AuthenticationManager
検証に使用されるメインインターフェイスはAuthenticationManagerで、1つの方法しかありません。
public interface authenticationmanager {authentication authentication(authentication authentication)slows authenticationexception;}Authentiate()メソッドが実行された後、3つの状況があります。
検証は成功し、ユーザー情報を使用した認証が返されます。
検証に失敗し、認証Exception例外がスローされました。
判断できない、nullを返します。
Providermanager
ProviderManagerは、上記のAuthenticationManagerの最も一般的な実装です。検証自体を処理しませんが、検証を構成するAuthenticationProviderリストに委任し、各AuthenticationProviderを順番に呼び出します。このプロセスでは、AuthenticationProviderが正常に認証されている限り、検証は継続されません。この認証結果は、ProviderManagerの認証結果として直接使用されます。
認定プロセス
ユーザーは、ユーザー名とパスワードでログインします。
Spring Securityは、取得したユーザー名とパスワードを、一般的に使用されるusernamepasswordauthenticationtokenなどの認証インターフェイス実装クラスにカプセル化します。

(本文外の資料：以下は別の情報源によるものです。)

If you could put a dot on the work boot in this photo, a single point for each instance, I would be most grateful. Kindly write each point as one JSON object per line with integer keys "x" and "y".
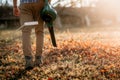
{"x": 38, "y": 61}
{"x": 29, "y": 63}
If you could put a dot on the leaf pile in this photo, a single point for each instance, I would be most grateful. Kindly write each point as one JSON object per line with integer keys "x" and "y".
{"x": 71, "y": 60}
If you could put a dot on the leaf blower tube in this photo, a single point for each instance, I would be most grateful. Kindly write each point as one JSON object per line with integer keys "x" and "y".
{"x": 48, "y": 14}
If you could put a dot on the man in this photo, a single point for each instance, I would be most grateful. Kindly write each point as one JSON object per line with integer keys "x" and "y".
{"x": 29, "y": 10}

認証のために、上記の認証オブジェクトをAuthenticationManager Class ProviderManagerに渡します。
ProviderManagerは、認証のために各AuthenticationProviderを順番に呼び出します。認証が成功すると、認証オブジェクトがユーザーの権限をカプセル化し、その他の情報が返されます。
AuthenticationManagerによって返された認証オブジェクトを現在のSecurityContextに割り当てます。
カスタム検証
上記の知識リザーブを使用すると、検証方法をカスタマイズできます。上記から、実際には、AuthenticationProvidersが実際に検証操作を実行するために使用されていることがわかります。したがって、検証方法をカスタマイズする場合は、独自のAuthenticationProviderを実装してからProviderManagerに追加する必要があります。
AuthenticationProviderをカスタマイズします
@componentPublic class CustomAuthenticationProvider Explentice AuthenticationProvider {@Override Public Authentication Authentication(Authentication Authentication)Slows AuthenticationException {string name = exhindication.getName();文字列password = authentication.getcredentials()。toString(); if(shuldauthenticateagainthirdpartySystem()){//資格情報//を使用し、サードパーティシステムに対して認証new usernamepasswordauthenticationtoken(name、password、new arraylist <>()); } else {return null; }} @Override public boolean supports(class <?> authentication){return authentication.equals(usernamepasswordauthenticationtoken.class); }}supports()メソッドは、認証パラメーターを受け入れて、渡された認証が認証プロバイダーが処理できるタイプであるかどうかを判断します。
AuthenticationProviderを登録します
ここで、ProviderManagerで作成したばかりのAuthenticationProviderを登録し、すべての操作が完了します。
@configuration@enablewebsecurity@componentscan( "org.baeldung.security")public class securityconfigは、websecurityconfigureradapter {@autowired private customauthenticationprovider authprovider; @Override Protected void configure(authenticationmanagerbuilder auth)スロー{auth.authenticationprovider(authprovider); } @Override Protected void configure(httpsecurity http)throws exception {http.authorizerequests()。anyRequest()。 }}要約します
上記は、編集者によって紹介されたスプリングセキュリティ検証プロセス分析とカスタム検証方法です。それがあなたに役立つことを願っています。ご質問がある場合は、メッセージを残してください。編集者は時間内に返信します。 wulin.comのウェブサイトへのご支援ありがとうございます!